Obama, Boehner revisit the sunset provision on the Bush tax cuts
By Lori Montgomery
The battle over the Bush tax cuts moved to the Oval Office on Tuesday morning.
In a meeting with congressional leaders from both parties, President Obama reiterated his intention to ditch the portion of the cuts that benefit the wealthy when they expire in January, saying the country can't afford them.
House Minority Leader John A. Boehner (R-Ohio) fired back that raising taxes on high earners means kicking many small businesses when they're trying to recover from the recession.
Aides in both parties said that Obama maintained his focus on the deficit, pointing out that the tax cuts, enacted in 2001 and expanded in 2003, were written in such a way to leave the next administration dealing with the thorny question of whether to extend them despite their impact on the deficit.
Boehner responded: "I wasn't there. I didn't structure that deal."
There followed a momentary silence. Boehner has been in Congress since 1991.
"How long have you been here?" someone asked. And the room burst into laughter.

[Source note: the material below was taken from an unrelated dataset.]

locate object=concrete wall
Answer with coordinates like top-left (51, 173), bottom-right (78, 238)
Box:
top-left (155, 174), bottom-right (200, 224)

Democratic aides accused Boehner of trying to deflect blame for the tax cuts, which are projected to add a total of nearly $3 trillion to deficits over the next decade. But a senior Republican aide said Boehner merely meant that he was not in House leadership during the negotiations. If he had been, the aide said, Boehner would have insisted that the cuts be made permanent.
The cuts were written to expire to allow the bill to pass Congress under fast-track budget rules, known as reconciliation, and avoid a filibuster in the Senate. Just like the final piece of Obama's health care overhaul, the tax cuts needed only 50 votes to win Senate approval, instead of the 60 required to shut down a filibuster.
Under reconciliation, legislation may not increase the deficit beyond a 10-year "budget window." Because the tax cuts would have increased the deficit, Republicans had to write them to expire in 2011.
Bill Thomas, the former GOP Ways and Means chairman who led negotiations over the legislation, said House Republicans indeed wanted to make the tax cuts permanent, but that the sunset provision had to be added to get them through the Senate.
"We didn't write them to expire in 10 years because we were worried about huge deficits. We wrote them that way because it was the only way to make law," Thomas said.